Liquid or solid, but by all means NOW!
This has been going on for a few days now…Towards the end of the day, nursing the bollo becomes almost more stressing than speaking in public. Why, you ask. Well… It so happens that Don Joaquin recently has decided that he no longer has the patience to suck for longer than 3 seconds to get a gush of milk, no sir.
So the feeding begins, milk starts flowing as he vigorously sucks. The first let–down kicks in. Joaquin gets “the gusher”. He enjoys it. He relishes it. Then suddenly it stops. He makes a huh! noise. Sucks a couple of times while he nervously looks around. If he’s in a good mood, he pulls off the breast and smiles at me like mommy, this one’s done. If he’s in a bad mood, he bites the nipple, makes a face like dammit! empty AGAIN!, waits a couple of seconds… no milk dripping to his jeta… pulls off the breast hysterical, yelling and kicking like a verdulera. I gently tell him to suck more and put him on the breast again. The hysterical act replays although my boobs are hugely full of milk. I tell him to suck. He yells. I want to yell back SUCK MAN, SUCK!, but I don’t. Instead, I massage my breasts frantically, switch breasts, squeeze nipples… I sweat, I tremble… for Don Joaquin will kick my butt if these worthless boobs don’t give him what he wants NOW.
Days have gone by, and what started as drama on the last feeding has quickly escalated to the afternoon feedings, and today even to a morning feeding.
Last night during his last feeding, it started happening. Last night, after so much stress (and not a great night sleep), I finally lost my patience, and in one of Joaquin’s tantrums, I lifted my head to the ceiling and said loudly SUCK!, and of course baby immediately gave me the pout and started crying and screaming because he doesn’t like it when people are rude and speak loudly to him. I HURT my baby’s feelings and I wanted to kill myself for it. He cried, and I cried, and asked him to forgive me, and made him smile, and tried to put him back on the breast. But he was traumatized. Every time he got close to the breast of the agravio, he’d start crying like I had just yelled to him. So I cursed my breasts and prepared him a bottle of previously frozen breast milk. Gave him 3oz. He spit up one. I pumped and got two, which made me wonder… Is something wrong with me or is it that he’s just too impatient (and maybe a little greedy)?

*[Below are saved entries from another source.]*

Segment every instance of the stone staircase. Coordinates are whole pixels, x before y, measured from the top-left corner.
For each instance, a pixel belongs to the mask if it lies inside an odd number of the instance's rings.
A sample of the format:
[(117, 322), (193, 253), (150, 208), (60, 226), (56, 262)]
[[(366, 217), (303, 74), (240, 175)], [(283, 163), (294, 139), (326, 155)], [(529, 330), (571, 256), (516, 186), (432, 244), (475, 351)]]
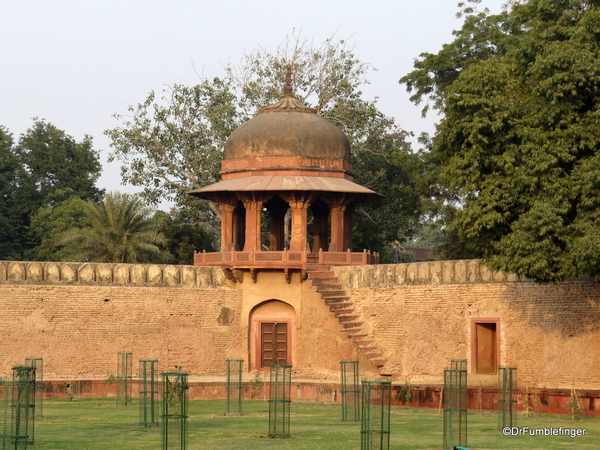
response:
[(381, 369), (386, 363), (382, 357), (383, 352), (366, 332), (360, 314), (355, 311), (352, 300), (346, 295), (346, 291), (331, 269), (329, 267), (312, 269), (308, 271), (308, 279), (321, 294), (325, 304), (329, 306), (329, 311), (340, 322), (342, 331), (352, 339), (375, 368)]

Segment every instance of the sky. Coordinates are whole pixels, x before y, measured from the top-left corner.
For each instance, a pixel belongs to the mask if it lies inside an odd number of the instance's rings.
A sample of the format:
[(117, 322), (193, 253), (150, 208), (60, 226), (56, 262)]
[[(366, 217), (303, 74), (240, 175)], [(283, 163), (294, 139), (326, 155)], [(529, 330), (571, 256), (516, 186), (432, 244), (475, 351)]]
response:
[[(222, 76), (257, 48), (275, 50), (300, 31), (317, 45), (335, 36), (355, 46), (376, 71), (363, 89), (380, 110), (416, 136), (433, 132), (398, 80), (423, 52), (452, 41), (458, 0), (3, 0), (0, 24), (0, 125), (15, 141), (45, 119), (81, 141), (94, 139), (108, 191), (121, 185), (119, 163), (104, 131), (115, 113), (152, 90)], [(479, 9), (501, 11), (504, 0)], [(417, 145), (417, 144), (415, 144)]]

I googled the issue. Got back some answers. Turns out this is perfectly normal. As some babies get older, they don’t have the patience to suck for a second or third let–down. They get upset and pull off, and some times, they even go on a nursing strike. Moms feels like crap. We do. The issue becomes a catch 22 as the stress of the hysterical baby makes mom so upset, she can’t relax and let–down the milk.
So this morning it happened again. Joaquin was in a good mood, so he simply pulled off uninterested. I was not going to let this get to me again like last night, so I decided to pull my emergency activity, i.e. feed the baby solids. Baby doesn’t want to take a nap? Feed him solids… Baby’s fussy? Feed him solids!… Baby’s pissed that he’s not getting the gusher? By all means, feed him solids.
Although this is only his third day on solids, Joaquin took two servings of the mush I prepared for him, and he probably could have even gone for a little ñapa. What cracks me up though, is that towards the end of the first mush, he started getting cranky at me. Unlike the first tries, he suddenly started opening his mouth wide enough to take the whole spoon, and increasingly began to grab and pull my hand towards him. Suddenly I realized: HE WANTS THE GUSHER. He has this thing down now, and now he wants this mush to flow fast, just like the milk my boobs refuse to give him in one long steady stream.
Don Joaquin is a little impatient… But thank God, he seems to be a great eater.